My eldest daughter is finding her place out there among the meeses and the baar. Listening to loon calls and silence. Sending folks out to meet creation face to face. I am jealous.
We’ll get there, as we do every year, but suddenly one week just doesn’t seem like enough time. I am under no illusion that I could survive a year in the maws of the North Country, with little more than a slip of nylon as my roof through the tundra of winter, but I do harbor some fantasies of a longer trip than we’ve made. Maybe someday we’ll set out for a month in a canoe. Maybe someday we’ll sit through the changing of the seasons miles from the nearest asphalt roof. Maybe someday.
For now, I will just be jealous of the little human I made who gets to live there on the edge for the summer and well into the fall. She’ll spend most of her time helping others into the wilderness, but she’ll have her share of jaunts up and into the deeper depths herself as well. I hope that she takes not a single one of those opportunities for granted, for she is living in a place where the veil between heaven and earth is so very thin it’s almost imperceptible.

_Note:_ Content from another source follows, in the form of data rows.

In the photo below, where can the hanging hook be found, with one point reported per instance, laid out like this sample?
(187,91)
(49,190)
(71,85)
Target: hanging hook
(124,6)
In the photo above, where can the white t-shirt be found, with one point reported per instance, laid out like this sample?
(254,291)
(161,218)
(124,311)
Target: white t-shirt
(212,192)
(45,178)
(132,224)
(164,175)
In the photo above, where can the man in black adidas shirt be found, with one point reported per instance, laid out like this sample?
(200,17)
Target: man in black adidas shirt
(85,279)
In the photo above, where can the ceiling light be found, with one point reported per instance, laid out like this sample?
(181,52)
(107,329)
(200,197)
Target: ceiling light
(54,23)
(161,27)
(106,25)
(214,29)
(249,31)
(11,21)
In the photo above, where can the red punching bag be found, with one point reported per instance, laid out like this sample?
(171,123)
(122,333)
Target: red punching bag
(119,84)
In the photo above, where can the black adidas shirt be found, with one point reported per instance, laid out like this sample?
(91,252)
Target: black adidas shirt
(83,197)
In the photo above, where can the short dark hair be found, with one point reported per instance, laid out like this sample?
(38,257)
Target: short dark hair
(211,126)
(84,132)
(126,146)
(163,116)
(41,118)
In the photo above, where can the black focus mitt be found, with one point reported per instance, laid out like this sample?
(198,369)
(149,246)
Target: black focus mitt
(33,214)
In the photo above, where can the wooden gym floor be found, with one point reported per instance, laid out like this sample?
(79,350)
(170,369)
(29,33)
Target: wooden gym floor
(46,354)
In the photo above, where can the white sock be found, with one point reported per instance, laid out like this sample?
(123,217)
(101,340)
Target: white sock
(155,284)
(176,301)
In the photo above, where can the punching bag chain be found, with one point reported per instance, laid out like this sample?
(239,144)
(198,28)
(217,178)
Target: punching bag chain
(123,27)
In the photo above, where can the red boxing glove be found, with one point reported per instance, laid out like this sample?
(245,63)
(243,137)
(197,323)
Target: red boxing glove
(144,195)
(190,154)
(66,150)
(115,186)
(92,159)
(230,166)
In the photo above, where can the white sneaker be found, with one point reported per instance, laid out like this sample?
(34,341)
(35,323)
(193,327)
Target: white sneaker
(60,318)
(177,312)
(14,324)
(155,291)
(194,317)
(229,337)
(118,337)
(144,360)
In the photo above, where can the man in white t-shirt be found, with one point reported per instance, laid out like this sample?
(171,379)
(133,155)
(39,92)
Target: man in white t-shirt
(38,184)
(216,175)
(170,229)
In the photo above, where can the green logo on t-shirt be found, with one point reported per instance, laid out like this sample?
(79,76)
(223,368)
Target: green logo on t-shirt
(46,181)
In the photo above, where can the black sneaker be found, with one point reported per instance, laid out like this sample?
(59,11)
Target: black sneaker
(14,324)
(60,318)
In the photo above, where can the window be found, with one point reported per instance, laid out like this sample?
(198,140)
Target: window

It is a glorious thing to have such places in your life. Whether for one day per year, or every day of your life, to be reminded of the power and grandeur of the creation around you. To be ushered in by the Creator Himself. To be taught the lessons that only the wild can teach.
I know that the opportunities are lingering under my nose all the time. Beauty and splendor and blessings beyond measure. But I am still grateful for those supra-normal experiences that have the power to get my attention a little more forcefully. Like the changing of the seasons, I am thrilled to have places and people and events in my life, messengers from above, that drop in occasionally with a flash of lightening that even my dense senses can’t overlook. The Boundary Waters is one of those. And for this place I am thankful.